Le 20/12/2016 21:45, [email protected] a écrit :
Hi
I've been looking to the wiki and an interesting article speaking
about GUI developments
(https://fr.wikibooks.org/wiki/Découvrir_Scilab/Créer_une_interface_graphique_GUI
<https://fr.wikibooks.org/wiki/D%E9couvrir_Scilab/Cr%E9er_une_interface_graphique_GUI>
- in French language).
I've a naive question on the code hereafter: why is it possible
to implement several values? no loop is needed nor any breack
condition ... surprising but I do not understand :-) (naive question I
confess)
If i understand well your question -- rather the same than Jens's one,
that likes loops too, mainly "while" ones embeding xclick() :) --, i
would answer the same that i did to him:
A callback is a local (asynchronous) script that is executed each time
that the interactive component defining it is activated.

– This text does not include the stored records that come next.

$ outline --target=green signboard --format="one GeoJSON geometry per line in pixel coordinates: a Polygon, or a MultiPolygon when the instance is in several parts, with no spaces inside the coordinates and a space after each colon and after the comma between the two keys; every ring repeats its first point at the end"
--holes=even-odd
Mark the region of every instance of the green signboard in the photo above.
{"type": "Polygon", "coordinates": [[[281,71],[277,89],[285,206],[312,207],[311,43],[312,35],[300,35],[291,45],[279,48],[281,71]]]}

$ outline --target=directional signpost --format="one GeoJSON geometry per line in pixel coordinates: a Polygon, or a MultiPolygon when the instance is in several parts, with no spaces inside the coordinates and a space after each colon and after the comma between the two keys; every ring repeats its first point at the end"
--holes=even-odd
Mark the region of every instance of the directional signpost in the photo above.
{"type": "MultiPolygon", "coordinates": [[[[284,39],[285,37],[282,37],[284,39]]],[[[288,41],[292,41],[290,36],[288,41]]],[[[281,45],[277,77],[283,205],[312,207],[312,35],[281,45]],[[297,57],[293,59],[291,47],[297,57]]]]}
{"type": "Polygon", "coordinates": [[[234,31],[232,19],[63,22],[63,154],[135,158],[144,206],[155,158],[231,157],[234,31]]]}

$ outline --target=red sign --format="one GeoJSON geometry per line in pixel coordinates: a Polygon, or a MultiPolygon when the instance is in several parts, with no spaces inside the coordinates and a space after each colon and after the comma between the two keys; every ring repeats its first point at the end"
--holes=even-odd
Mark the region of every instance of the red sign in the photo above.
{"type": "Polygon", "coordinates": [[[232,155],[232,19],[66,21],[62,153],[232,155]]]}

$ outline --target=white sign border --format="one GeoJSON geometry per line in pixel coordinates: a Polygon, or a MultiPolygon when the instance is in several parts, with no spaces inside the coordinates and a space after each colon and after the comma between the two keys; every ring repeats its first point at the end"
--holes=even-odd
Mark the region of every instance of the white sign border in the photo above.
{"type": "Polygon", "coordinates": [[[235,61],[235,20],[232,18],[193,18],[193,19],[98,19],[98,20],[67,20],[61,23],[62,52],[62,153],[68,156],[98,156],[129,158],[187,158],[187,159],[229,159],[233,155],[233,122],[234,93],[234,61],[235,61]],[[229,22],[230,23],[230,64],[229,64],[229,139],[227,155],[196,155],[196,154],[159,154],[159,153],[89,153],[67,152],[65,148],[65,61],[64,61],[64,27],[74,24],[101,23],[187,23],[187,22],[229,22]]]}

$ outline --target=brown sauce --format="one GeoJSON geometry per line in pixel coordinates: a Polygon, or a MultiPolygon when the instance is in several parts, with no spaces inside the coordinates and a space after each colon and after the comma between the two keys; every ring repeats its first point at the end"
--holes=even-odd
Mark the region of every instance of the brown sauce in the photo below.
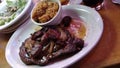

So here, each time you press the x^2 button, each time its callback is
executed.
In the callback, the instruction
x = evstr(e.string);
is not robust, because at the moment the button is pressed, the variable "e"
may no longer exist. Clearing it or overwriting it with something else
in the meantime
doesnot affect the graphic component. "e" is just a handle (while
delete(e) would really
delete the component).
For a robust implementation, gcbo.stringis required instead.